KS Test – Significance Level to Accept Null Hypothesis

distributionshypothesis testingkolmogorov-smirnov test

Apologies in advance if I am thinking about this in the totally wrong way. Essentially, I have a theoretical distribution that I want to test, using the KS test, if my numerical data follows the same distribution. I know that it should follow the same distribution, and get an accordingly very low D statistic. At p=0.05 for example, I clearly cannot reject the null hypothesis, however, I am confused whether this strongly supports the fact that my null hypothesis is correct. Would I need to use a high p-value instead to support the null hypothesis that they are the same distribution?

Again, I am quite confused about this so I apologise if it does not make sense.

Thanks

Best Answer

Numerous posts on site address this issue, in various guises.

however, I am confused whether this strongly supports the fact that my null hypothesis is correct.

It can't! Let us assume the null is true for a moment.

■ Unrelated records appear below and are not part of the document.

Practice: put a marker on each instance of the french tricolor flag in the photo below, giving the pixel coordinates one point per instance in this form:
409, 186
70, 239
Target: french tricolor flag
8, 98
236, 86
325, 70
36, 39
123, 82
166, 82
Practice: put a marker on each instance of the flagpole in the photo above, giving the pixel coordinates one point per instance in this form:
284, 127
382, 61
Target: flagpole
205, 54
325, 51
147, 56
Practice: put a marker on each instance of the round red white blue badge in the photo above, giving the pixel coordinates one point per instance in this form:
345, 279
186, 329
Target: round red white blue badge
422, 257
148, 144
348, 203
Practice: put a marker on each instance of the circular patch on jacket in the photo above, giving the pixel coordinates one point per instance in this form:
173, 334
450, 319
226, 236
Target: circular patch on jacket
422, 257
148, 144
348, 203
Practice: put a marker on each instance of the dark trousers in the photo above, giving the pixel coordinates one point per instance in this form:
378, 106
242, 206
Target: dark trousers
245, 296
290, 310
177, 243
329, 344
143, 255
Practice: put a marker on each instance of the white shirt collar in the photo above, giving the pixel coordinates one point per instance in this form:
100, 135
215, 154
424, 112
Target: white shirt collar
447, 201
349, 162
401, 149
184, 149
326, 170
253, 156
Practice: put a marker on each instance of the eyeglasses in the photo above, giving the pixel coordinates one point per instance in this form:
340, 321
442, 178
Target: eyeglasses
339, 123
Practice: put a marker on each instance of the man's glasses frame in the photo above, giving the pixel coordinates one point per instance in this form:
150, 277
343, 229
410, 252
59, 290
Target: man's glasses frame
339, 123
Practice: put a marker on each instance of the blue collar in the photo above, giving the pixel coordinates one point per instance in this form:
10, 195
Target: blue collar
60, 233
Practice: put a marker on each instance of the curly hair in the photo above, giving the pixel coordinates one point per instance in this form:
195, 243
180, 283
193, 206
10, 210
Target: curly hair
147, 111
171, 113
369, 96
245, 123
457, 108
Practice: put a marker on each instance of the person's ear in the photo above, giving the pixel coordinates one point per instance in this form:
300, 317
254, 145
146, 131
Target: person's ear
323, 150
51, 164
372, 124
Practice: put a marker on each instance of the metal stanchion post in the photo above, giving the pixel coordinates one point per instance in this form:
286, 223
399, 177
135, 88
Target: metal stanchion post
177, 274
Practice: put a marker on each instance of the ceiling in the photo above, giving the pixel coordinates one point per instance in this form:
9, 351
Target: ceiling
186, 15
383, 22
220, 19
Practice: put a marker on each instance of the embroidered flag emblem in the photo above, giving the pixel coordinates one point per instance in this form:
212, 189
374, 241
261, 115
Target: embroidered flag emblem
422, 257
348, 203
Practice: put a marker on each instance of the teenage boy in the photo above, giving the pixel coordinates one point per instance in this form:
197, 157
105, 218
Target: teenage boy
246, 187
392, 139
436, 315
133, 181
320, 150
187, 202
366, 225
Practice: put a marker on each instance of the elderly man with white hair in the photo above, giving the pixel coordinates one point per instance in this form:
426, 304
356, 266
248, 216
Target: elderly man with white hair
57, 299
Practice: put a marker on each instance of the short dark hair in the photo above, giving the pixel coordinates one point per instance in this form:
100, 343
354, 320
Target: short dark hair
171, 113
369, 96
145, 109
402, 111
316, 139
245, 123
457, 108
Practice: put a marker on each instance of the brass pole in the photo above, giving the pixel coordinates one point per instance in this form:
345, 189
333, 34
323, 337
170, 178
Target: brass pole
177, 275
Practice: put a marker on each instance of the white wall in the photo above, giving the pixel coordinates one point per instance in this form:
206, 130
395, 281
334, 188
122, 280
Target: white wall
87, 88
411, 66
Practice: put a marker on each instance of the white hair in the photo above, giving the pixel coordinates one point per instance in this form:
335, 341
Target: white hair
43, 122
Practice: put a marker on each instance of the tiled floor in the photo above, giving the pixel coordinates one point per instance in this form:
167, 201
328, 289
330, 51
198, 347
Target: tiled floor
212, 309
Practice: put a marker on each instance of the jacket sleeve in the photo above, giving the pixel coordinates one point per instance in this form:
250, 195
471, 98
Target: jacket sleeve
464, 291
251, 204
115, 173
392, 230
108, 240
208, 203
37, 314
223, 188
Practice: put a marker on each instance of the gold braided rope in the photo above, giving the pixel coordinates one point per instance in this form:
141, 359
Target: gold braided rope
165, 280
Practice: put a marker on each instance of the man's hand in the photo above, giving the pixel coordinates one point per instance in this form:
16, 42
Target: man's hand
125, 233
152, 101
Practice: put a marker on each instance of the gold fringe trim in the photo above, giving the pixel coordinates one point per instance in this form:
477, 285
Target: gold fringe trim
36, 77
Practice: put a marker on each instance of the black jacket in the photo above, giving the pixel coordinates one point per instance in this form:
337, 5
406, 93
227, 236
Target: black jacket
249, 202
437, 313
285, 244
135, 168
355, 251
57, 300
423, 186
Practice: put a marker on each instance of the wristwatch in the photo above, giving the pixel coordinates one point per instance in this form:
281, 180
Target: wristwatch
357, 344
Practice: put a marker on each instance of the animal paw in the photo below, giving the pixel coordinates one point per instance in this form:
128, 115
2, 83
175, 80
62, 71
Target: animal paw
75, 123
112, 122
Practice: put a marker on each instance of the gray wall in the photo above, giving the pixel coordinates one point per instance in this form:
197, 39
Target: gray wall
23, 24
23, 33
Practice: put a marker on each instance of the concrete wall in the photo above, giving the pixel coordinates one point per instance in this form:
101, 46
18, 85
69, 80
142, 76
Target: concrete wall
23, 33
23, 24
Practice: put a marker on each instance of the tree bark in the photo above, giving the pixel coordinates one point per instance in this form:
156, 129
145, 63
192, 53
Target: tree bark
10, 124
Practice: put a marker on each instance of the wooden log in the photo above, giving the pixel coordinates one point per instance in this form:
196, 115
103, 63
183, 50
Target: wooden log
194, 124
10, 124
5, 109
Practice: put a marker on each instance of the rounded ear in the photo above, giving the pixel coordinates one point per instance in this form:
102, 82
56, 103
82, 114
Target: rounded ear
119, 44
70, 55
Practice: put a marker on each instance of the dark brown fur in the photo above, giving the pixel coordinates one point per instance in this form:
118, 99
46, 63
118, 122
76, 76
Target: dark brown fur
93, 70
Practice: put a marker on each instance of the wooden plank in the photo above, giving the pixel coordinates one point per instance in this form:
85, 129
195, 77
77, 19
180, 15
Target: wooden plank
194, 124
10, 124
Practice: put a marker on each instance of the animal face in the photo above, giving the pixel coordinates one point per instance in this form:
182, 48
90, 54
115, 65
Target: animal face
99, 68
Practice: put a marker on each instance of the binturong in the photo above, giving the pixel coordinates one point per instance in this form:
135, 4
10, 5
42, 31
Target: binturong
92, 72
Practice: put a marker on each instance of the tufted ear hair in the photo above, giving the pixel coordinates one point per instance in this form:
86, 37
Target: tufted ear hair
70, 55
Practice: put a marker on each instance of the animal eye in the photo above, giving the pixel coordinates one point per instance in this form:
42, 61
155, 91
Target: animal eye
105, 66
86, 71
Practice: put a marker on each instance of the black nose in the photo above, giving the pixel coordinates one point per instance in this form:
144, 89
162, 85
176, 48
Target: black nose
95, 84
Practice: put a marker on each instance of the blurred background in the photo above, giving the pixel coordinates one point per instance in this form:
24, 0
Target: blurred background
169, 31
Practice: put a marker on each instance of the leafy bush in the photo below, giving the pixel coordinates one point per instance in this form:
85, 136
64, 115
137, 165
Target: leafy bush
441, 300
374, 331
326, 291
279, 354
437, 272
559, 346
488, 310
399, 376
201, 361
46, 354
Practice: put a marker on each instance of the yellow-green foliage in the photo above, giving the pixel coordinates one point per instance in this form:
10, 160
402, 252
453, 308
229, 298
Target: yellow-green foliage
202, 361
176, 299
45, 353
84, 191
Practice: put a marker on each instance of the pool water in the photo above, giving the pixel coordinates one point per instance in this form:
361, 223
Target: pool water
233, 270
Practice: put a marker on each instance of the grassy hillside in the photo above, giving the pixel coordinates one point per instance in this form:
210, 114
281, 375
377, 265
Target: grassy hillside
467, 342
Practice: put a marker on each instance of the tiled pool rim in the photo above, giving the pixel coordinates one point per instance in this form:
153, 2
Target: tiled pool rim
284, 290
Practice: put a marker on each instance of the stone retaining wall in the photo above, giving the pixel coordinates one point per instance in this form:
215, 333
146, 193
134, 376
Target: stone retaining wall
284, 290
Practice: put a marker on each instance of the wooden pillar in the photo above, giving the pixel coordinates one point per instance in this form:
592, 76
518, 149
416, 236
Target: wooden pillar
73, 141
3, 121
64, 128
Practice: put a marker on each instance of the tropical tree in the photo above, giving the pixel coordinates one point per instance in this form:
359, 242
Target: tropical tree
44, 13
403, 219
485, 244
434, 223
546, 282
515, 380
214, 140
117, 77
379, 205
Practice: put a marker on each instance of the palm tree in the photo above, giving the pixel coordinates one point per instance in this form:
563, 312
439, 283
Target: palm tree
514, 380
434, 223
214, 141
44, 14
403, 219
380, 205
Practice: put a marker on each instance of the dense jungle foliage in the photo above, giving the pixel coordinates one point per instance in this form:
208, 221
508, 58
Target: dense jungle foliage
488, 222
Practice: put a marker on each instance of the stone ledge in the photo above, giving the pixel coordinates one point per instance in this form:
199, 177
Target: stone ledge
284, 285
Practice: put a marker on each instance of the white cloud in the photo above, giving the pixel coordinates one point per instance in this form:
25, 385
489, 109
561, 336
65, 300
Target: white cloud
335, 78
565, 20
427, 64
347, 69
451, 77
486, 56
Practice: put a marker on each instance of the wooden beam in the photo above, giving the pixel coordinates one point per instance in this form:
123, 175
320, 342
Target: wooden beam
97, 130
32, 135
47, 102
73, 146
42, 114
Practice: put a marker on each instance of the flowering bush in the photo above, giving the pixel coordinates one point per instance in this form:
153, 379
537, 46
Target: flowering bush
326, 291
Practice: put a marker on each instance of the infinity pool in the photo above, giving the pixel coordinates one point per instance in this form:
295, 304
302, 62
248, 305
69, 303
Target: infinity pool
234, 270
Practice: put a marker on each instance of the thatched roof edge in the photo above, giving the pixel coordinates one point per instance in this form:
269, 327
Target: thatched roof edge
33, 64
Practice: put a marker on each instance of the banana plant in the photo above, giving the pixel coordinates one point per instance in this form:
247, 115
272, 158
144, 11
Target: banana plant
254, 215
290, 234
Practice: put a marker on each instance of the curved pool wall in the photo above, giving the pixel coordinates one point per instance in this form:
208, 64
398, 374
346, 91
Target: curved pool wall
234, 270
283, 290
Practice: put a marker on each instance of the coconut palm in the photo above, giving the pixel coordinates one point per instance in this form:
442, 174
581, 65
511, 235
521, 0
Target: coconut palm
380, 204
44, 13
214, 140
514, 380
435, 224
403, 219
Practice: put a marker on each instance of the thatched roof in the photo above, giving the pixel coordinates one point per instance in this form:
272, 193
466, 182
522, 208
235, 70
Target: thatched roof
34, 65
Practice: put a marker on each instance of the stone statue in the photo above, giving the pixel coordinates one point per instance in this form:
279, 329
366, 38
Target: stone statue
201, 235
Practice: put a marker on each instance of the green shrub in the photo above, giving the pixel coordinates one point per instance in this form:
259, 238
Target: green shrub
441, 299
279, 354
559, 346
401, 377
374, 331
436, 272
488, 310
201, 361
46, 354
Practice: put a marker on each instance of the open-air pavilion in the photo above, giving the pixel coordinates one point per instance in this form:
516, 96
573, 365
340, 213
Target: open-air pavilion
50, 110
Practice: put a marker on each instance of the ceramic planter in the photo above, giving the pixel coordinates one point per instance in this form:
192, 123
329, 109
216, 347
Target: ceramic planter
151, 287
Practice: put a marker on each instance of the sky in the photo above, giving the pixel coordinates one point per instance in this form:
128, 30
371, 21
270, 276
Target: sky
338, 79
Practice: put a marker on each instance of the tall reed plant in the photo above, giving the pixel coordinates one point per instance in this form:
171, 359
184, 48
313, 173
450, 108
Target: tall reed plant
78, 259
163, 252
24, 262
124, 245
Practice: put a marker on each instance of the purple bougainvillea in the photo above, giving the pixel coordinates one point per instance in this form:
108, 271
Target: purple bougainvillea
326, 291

Nevertheless there's essentially always going to be population distributions that are closer to the data than the hypothesized (i.e. actual) distribution is.

This is no different from the problem of demonstrating that the population mean is some hypothesised value.

Indeed even if the p value was exactly 1 you still could not assert the null; there's an infinite number of adjacent alternatives with p value as close as you like to 1.

Data cannot demonstrate an equality null; you can sometimes discover a discrepancy large enough to place doubt on it.

You might consider whether an equivalence test might make more sense for your circumstances, but if not there's generally going to be little you can do.